Biblical Archaeology Review 19:3, May/June 1993

Books in Brief

People of the Sea: The Search for the Philistines

Trude Dothan and Moshe Dothan (New York: Macmillan; Toronto: Maxwell Macmillan Canada; New York, Oxford, Singapore, Sydney: Maxwell Macmillan International, 1992) 276 pp., 32 color plates, unnumbered black-and-white photos, drawings, maps, $25.00 ($32.50 Canada)

Giving Goliath His Due: New Archaeological Light on the Philistines

Neal Bierling (Grand Rapids MI: Baker Book House, 1992) 281 pp., unnumbered photos, maps, charts, $16.99, paper

For more than 3,000 years, the Philistines have suffered from bad press.
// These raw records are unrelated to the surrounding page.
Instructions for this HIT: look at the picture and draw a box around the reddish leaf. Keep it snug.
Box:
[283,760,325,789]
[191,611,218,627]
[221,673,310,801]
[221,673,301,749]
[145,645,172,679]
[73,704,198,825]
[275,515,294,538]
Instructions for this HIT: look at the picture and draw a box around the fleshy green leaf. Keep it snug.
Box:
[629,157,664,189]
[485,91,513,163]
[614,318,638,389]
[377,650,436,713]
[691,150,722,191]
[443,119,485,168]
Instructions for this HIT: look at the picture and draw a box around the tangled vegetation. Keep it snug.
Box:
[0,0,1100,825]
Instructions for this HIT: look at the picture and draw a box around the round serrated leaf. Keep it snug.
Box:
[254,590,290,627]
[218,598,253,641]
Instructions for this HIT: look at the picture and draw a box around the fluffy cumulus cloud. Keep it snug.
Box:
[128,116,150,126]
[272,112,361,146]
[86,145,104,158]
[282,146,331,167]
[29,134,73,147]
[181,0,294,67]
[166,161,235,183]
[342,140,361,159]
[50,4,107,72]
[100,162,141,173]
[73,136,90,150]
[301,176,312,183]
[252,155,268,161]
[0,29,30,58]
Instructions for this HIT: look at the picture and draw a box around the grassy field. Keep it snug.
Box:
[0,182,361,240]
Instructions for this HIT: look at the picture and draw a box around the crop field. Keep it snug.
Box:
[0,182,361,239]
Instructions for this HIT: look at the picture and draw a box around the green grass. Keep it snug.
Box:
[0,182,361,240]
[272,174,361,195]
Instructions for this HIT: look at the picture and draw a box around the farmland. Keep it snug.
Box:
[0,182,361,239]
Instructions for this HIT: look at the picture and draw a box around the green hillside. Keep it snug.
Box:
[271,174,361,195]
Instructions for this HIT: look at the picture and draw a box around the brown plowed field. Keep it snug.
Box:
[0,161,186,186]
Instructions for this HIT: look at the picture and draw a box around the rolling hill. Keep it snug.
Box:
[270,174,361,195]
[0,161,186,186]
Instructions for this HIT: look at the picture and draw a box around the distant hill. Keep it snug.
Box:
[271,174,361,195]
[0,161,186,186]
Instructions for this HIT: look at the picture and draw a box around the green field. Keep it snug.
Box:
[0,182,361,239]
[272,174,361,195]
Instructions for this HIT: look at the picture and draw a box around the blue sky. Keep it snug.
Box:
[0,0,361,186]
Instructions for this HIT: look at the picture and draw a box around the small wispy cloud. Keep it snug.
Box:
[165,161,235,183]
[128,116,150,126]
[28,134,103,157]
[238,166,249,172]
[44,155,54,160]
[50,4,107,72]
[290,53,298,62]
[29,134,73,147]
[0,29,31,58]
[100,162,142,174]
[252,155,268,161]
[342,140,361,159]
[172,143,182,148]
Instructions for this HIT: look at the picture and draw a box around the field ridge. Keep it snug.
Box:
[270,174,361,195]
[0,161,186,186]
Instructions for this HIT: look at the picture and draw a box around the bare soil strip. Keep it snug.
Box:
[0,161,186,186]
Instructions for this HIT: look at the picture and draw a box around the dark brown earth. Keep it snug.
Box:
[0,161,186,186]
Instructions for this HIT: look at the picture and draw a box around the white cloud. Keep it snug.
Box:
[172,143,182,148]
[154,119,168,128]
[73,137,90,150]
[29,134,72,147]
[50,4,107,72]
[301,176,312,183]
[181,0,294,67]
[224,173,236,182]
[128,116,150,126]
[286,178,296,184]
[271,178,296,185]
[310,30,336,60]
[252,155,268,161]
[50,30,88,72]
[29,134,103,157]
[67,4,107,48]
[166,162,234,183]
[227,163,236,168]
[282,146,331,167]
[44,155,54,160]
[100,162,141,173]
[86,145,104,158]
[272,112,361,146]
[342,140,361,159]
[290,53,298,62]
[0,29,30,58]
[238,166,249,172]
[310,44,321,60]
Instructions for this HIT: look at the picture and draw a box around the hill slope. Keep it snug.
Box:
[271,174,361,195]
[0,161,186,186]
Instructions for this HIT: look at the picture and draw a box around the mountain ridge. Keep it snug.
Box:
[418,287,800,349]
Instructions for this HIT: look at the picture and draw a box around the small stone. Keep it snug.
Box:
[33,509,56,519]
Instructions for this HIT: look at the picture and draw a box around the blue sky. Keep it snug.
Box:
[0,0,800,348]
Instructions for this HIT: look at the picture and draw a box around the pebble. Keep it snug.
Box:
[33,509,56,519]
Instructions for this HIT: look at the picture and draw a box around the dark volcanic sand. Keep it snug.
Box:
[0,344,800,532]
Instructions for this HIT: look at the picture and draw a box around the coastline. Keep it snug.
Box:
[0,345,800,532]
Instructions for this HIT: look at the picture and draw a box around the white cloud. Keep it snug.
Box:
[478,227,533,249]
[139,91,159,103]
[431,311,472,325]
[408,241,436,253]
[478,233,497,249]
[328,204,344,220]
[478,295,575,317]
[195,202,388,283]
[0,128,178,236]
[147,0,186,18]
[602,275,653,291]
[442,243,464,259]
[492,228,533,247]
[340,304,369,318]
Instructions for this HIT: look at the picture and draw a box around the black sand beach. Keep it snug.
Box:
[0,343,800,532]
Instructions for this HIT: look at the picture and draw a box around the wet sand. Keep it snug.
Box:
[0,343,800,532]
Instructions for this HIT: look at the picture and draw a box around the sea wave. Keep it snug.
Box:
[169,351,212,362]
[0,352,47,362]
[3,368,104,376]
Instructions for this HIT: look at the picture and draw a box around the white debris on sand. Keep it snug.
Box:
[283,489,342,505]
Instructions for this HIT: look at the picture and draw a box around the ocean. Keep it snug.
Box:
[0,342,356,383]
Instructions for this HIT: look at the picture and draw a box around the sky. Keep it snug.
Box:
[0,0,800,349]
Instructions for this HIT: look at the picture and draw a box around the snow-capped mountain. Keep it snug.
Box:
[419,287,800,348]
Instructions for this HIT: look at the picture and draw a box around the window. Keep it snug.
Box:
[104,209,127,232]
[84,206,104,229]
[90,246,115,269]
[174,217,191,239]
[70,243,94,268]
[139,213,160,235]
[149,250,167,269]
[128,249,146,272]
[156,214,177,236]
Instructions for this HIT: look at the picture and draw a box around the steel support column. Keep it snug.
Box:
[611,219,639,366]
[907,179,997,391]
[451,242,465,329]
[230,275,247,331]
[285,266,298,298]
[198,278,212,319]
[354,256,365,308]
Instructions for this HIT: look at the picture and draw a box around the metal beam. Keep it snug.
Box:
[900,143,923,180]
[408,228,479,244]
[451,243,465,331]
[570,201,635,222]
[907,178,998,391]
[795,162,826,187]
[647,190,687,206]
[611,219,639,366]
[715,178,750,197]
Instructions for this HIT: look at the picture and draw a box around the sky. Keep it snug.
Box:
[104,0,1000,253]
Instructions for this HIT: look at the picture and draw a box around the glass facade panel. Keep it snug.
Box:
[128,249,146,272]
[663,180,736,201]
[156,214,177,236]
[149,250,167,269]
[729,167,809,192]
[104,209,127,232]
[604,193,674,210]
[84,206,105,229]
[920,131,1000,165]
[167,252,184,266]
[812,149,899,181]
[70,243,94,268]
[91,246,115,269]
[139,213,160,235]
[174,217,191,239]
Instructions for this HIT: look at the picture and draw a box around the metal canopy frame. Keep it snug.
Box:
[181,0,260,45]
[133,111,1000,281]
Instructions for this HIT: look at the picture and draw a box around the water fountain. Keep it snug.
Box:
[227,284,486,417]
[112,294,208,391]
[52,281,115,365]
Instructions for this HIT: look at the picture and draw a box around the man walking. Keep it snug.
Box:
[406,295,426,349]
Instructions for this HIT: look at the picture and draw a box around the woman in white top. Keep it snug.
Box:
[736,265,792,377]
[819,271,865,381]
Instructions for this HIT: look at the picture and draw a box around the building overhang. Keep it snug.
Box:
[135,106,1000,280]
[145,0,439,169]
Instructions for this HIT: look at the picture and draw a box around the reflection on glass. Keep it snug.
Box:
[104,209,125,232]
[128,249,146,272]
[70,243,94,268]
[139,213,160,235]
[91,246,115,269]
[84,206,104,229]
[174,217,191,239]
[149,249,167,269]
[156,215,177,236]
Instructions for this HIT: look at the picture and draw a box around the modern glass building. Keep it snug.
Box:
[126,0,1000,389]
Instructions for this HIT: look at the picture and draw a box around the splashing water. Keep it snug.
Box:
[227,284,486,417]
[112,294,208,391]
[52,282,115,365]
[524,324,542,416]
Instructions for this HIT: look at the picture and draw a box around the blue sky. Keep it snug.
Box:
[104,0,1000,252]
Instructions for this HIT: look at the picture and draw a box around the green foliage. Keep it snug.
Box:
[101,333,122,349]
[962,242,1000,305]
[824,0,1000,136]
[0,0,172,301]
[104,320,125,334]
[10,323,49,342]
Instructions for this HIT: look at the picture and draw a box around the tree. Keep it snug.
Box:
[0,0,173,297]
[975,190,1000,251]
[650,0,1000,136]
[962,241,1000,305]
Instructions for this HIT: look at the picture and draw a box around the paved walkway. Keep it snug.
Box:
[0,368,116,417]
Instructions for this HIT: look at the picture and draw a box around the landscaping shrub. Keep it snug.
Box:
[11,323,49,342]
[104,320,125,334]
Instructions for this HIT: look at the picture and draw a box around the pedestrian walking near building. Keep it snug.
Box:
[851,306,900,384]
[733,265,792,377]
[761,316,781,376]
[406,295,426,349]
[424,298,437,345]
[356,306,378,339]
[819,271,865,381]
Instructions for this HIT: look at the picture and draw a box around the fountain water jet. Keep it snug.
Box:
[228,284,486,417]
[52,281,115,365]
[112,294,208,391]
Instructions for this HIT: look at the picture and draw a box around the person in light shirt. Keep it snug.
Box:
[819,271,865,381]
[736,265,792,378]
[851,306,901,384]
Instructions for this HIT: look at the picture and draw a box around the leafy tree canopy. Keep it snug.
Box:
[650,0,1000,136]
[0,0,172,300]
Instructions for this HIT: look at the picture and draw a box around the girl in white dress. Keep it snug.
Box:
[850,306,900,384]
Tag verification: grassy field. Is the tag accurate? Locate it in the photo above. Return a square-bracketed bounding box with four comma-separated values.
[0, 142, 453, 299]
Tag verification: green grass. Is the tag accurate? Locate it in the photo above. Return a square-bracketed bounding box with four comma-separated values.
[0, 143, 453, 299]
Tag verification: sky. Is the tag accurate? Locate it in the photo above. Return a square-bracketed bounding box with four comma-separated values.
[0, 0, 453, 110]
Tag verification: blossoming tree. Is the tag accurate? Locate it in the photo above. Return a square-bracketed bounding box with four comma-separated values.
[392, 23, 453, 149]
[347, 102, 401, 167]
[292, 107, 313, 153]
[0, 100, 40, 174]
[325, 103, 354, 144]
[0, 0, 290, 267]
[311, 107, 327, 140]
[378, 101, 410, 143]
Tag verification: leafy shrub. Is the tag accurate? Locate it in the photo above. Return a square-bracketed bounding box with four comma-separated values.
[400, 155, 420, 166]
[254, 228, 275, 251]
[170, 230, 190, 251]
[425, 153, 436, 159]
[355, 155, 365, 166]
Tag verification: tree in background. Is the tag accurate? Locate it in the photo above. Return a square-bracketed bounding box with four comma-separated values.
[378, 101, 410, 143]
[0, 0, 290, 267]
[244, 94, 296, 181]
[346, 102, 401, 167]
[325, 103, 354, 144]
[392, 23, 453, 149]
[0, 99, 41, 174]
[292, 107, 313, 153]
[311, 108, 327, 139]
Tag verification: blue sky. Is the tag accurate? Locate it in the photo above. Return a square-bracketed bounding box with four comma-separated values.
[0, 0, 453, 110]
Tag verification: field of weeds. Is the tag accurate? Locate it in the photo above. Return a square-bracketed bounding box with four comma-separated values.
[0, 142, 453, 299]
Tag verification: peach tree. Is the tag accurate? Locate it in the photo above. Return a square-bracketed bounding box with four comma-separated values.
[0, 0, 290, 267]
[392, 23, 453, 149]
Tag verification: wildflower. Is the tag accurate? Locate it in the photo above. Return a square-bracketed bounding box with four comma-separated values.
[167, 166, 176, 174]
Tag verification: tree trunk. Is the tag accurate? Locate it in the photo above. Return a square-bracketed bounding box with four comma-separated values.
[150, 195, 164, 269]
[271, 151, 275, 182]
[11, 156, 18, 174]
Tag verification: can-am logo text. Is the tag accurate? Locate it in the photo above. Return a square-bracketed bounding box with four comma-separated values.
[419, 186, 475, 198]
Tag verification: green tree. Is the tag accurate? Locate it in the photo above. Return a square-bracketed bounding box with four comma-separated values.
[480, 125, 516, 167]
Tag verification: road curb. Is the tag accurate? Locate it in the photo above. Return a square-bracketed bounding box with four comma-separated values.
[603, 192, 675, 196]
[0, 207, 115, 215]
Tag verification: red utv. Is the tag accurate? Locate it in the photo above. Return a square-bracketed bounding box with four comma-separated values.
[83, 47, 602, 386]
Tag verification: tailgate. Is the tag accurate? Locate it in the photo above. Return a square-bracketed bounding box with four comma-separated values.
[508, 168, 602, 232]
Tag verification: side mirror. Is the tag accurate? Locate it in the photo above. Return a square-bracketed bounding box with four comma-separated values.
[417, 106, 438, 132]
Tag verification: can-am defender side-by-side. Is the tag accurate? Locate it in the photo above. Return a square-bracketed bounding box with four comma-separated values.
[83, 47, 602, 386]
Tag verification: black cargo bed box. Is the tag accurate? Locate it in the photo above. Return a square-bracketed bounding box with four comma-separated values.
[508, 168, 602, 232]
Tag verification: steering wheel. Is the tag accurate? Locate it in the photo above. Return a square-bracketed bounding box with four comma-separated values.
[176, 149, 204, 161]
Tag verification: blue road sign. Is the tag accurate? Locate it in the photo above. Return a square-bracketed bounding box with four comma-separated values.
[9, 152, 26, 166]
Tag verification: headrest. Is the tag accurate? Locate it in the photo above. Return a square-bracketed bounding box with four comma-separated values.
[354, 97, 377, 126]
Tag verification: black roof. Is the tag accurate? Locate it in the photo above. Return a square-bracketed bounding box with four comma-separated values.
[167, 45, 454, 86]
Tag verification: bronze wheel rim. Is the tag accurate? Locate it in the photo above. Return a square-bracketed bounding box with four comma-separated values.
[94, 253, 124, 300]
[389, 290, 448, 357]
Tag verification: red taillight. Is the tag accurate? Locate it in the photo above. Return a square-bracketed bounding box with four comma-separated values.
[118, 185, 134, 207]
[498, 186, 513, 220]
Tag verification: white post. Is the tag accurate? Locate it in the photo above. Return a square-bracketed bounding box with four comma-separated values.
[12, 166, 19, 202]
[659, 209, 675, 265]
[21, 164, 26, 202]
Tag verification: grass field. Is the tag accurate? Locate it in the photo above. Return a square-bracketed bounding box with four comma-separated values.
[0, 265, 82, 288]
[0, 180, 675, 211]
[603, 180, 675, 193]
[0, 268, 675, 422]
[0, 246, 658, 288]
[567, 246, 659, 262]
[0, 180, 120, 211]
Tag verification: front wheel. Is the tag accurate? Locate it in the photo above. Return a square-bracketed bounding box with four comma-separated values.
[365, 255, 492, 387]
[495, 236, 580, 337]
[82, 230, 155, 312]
Depicted as the archetypal villains in the Bible for their constant conflicts with the Israelites, they also endured media bashing by the Egyptians, who included them among the “Sea peoples,” or bands of foreign marauders, who had the temerity to attempt an invasion of Egypt in the early 12th century B.C. So pervasive was the evil reputation acquired by the Philistines that by the 17th century their very name could be used as an insult, and even today it is still used to denote one who is boorish, barbarous or uncultured.